Exterior derivative of a $1-$form is a tensor field I'm confused about this:
If $\theta$ is a one-form its exterior derivative $$(d\theta)(X,Y)=X\theta Y-Y\theta X-\theta[X,Y]$$ is a tensor field. In fact is a two-form.
Why $d\theta$ is a tensor field?
As a comment of my class note says that it's enough to check $(d\theta)(X,fY)=f(d\theta)(X,Y).$
So, $d\theta$ is a tensor field of type (0,2)?
Any kind of help is thanked in advanced.
 A: Suppose we have a continous tensor field $A : M \to T^kT^*M$. Then given $X_1,\dots,X_k \in \mathfrak{X}(M)$, we have a function $A(X_1,\dots,X_k) : M \to \mathbb{R}$ induced by $A$, defined as
$$
A(X_1,\dots,X_k)(p) = A_p(X_1|_p,\dots,X_k|_p).
$$
It can be check that if $A$ is smooth, then so is $A(X_1,\dots,X_k)$. Also it turns out that the converse is also true.

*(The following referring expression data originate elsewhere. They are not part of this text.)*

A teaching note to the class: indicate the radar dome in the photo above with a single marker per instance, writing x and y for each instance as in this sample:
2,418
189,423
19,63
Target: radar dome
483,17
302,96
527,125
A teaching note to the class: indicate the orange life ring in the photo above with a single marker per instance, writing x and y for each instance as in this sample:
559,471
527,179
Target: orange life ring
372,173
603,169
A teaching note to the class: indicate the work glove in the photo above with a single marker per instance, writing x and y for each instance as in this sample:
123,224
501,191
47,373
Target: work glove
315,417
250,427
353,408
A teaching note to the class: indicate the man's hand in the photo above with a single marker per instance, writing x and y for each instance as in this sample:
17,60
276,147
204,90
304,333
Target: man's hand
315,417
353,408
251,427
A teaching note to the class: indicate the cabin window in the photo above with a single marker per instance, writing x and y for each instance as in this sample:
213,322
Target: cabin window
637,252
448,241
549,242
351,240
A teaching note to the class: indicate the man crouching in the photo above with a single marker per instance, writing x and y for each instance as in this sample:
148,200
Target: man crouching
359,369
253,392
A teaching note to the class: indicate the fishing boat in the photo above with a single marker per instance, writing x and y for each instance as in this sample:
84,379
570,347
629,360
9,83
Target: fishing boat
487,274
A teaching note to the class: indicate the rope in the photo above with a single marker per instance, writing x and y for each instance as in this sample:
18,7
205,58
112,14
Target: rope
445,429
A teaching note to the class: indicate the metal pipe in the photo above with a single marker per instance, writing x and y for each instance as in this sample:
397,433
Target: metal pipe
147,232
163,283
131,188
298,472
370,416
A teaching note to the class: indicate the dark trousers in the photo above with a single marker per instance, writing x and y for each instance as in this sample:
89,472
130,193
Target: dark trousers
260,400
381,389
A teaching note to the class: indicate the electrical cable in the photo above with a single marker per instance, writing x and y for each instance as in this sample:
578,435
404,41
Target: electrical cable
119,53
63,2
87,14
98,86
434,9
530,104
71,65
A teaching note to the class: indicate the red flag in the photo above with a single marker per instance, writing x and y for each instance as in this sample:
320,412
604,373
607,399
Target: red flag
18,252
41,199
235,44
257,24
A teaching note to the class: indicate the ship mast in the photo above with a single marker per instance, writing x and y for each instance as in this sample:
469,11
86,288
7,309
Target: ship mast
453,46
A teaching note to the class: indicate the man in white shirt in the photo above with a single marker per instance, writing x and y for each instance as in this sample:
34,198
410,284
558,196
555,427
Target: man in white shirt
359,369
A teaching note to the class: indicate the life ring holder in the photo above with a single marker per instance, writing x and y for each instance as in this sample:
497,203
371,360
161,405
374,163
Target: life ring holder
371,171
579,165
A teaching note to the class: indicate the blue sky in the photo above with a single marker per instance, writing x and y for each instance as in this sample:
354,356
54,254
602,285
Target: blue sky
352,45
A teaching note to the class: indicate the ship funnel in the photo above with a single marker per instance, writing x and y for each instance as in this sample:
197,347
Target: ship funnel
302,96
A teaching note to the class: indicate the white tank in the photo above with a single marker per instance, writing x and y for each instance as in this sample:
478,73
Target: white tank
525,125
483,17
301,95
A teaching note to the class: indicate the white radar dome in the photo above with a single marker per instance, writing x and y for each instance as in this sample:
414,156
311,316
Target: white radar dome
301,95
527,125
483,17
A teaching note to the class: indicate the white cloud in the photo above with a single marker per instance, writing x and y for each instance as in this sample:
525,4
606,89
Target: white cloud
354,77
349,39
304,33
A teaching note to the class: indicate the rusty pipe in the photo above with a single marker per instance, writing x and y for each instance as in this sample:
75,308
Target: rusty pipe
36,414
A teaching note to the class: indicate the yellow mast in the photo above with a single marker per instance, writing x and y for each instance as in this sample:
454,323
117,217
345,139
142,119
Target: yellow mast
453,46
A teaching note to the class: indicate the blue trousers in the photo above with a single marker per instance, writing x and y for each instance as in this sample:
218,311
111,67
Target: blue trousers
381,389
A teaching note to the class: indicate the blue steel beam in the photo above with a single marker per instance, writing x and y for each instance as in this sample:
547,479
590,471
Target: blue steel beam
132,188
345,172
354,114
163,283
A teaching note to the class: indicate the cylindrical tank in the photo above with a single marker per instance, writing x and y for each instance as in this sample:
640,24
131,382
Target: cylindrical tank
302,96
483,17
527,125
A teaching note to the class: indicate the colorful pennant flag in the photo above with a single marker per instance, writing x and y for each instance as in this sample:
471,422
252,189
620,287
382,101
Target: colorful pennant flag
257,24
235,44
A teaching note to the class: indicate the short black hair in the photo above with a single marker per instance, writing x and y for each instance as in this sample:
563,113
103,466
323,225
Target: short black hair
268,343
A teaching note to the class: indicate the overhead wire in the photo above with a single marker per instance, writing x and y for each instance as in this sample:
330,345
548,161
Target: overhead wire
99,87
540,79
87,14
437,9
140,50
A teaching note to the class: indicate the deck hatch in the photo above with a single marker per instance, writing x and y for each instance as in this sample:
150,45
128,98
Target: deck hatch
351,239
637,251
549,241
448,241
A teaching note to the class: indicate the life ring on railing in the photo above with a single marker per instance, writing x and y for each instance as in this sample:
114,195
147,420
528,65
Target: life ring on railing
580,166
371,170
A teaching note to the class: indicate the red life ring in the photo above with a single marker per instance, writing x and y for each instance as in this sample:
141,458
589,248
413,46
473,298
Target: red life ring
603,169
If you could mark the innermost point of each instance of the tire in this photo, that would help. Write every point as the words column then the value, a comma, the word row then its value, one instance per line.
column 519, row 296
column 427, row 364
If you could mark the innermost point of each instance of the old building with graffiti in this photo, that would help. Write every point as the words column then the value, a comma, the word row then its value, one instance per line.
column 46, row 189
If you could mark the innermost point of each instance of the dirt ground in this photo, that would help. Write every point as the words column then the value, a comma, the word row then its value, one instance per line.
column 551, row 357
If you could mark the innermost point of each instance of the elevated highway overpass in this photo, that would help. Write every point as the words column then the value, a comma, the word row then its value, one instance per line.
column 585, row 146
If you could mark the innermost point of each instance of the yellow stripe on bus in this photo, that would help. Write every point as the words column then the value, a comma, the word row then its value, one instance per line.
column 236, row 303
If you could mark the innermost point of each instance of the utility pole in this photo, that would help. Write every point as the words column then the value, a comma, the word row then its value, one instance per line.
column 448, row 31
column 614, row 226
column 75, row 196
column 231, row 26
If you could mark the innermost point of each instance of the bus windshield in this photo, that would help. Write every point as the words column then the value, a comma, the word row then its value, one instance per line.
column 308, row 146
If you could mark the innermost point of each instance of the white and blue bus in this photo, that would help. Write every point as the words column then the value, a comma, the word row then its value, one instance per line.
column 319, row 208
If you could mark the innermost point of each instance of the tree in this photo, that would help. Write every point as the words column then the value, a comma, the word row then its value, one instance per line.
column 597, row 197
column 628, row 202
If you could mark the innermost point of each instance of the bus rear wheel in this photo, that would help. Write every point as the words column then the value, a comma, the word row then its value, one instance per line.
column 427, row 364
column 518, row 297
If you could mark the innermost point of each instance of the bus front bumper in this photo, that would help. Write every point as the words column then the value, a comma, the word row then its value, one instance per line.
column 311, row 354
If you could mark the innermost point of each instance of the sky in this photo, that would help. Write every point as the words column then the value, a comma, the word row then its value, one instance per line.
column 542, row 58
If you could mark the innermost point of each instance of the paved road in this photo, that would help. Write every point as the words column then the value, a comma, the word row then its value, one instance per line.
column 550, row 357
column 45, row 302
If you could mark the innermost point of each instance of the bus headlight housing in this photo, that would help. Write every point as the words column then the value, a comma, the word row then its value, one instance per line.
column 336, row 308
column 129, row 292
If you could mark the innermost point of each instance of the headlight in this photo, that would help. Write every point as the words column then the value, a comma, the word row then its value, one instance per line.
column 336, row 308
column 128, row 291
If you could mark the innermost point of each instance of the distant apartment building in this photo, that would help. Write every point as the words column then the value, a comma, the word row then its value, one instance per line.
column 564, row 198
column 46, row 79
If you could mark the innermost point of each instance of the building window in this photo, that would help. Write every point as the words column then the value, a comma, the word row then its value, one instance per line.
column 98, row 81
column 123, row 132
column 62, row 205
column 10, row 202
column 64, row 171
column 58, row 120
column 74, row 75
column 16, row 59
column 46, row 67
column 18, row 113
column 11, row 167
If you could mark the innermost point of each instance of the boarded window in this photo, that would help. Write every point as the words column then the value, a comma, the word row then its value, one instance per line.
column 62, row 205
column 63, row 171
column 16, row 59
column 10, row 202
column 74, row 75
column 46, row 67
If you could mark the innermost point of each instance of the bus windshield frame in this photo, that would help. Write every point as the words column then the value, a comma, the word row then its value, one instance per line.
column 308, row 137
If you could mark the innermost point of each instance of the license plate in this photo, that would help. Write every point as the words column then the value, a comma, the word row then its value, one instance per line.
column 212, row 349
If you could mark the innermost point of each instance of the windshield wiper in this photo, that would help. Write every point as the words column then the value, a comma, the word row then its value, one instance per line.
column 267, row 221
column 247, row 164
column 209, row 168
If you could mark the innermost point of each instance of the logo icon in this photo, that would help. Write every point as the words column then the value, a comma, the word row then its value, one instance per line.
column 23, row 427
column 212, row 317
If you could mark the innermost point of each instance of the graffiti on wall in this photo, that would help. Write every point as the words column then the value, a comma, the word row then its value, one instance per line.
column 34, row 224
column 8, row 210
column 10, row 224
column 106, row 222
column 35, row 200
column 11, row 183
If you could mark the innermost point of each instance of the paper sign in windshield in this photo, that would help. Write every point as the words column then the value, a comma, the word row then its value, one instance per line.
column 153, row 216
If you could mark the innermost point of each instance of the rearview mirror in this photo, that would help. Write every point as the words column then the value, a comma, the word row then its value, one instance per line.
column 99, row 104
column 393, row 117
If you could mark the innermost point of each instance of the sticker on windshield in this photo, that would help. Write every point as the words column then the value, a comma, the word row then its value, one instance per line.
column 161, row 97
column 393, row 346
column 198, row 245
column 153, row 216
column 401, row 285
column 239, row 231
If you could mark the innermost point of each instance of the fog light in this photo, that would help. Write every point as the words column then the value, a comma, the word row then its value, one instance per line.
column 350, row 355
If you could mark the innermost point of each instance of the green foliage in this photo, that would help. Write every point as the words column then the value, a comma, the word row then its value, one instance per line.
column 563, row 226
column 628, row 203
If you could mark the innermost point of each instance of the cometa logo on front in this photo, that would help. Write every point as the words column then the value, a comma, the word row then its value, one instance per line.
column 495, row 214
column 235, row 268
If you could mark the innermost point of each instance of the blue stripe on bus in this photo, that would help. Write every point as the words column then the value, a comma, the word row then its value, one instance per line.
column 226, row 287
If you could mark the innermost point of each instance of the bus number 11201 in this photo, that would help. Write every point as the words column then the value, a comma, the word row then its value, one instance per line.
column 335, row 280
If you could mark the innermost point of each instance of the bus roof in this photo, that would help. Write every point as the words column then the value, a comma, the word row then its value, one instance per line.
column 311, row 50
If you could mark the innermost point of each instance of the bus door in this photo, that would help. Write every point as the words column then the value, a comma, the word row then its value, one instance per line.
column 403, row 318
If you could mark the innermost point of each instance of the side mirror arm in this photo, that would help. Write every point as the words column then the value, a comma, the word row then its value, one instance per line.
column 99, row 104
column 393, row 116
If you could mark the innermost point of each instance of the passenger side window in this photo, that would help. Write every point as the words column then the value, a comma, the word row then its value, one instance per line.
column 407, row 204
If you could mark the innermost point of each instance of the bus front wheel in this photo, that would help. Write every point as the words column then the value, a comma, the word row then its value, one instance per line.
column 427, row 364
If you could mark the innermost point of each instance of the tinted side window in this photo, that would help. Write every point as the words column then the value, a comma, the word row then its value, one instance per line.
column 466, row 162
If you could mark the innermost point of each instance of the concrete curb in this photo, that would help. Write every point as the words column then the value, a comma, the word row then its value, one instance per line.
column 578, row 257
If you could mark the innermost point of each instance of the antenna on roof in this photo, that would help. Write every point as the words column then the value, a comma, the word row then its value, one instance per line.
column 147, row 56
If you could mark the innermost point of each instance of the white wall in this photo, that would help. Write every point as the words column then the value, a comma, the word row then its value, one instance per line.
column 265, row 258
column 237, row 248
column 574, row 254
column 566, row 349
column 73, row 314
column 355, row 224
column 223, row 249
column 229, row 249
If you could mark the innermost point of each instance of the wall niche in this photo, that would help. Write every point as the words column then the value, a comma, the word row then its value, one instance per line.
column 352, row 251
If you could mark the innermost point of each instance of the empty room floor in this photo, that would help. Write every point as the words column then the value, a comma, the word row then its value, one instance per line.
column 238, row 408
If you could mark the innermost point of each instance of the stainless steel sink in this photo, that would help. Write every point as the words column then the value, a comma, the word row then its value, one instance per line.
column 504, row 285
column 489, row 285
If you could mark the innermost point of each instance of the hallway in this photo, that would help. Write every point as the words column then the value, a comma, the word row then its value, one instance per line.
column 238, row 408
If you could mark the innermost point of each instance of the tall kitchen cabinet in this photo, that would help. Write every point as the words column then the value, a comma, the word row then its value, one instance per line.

That is, if the map 
$$
\mathcal{A} : \mathfrak{X}(M) \times \cdots \times \mathfrak{X}(M) \to C^{\infty}(M)
$$
defined as $\mathcal{A} (X_1,\dots,X_k) := A(X_1,\dots,X_k)$ (induced by a covariant $k$-tensor field $A$) is multilinear over $C^{\infty}(M)$, then the $k$-tensor field $A$ is smooth. You can see the proof in Lee's book p.318, called $\textbf{Tensor Characterization Lemma}$.
The map $\mathcal{A}$ multilinear over $C^{\infty}(M)$ means that for any $X_1,\dots,X_i,X_i',\dots,X_k$, and $f,g \in C^{\infty}(M)$, then
$$
A(X_1,\dots,fX_i+gX_{i}',\dots,X_k) = fA(X_1,\dots,X_i,\dots,X_k) + gA(X_1,\dots,X_i',\dots,X_k).
$$
holds for all $i=1,\dots,k$. This theorem may be used alot , but it is not trivial to prove.
$\textbf{Edit : }$ In your case, $d\theta(X,Y)$ is now a function induced by $d\theta$. So we need to show that $d\theta(X,fY) = fd\theta(X,Y)$. By your formula, property of Lie derivative $[X,fY] =f[X,Y]+ (Xf) Y$, property of vector field $X(fg) = fXg + gXf$, and apply the theorem for the smooth covector field $\theta$ (that is $\theta$ is linear $\theta(fY) = f\theta Y$), we have
\begin{align*}
d\theta(X,fY) &= X(\theta (fY)) +fY(\theta X) - \theta [X,fY] \\
&= X(f\theta Y) + fY(\theta X) - f\theta[X,Y] - (Xf)(\theta Y) \\
&= \require{cancel}\cancel{(Xf)(\theta Y)} + f X(\theta Y)-fY(\theta X)- f\theta [X,Y] - \require{cancel}\cancel{(Xf)(\theta Y)} \\
&=  fX(\theta Y)-fY(\theta X)- f\theta [X,Y]\\
&= f d\theta [X,Y]
\end{align*}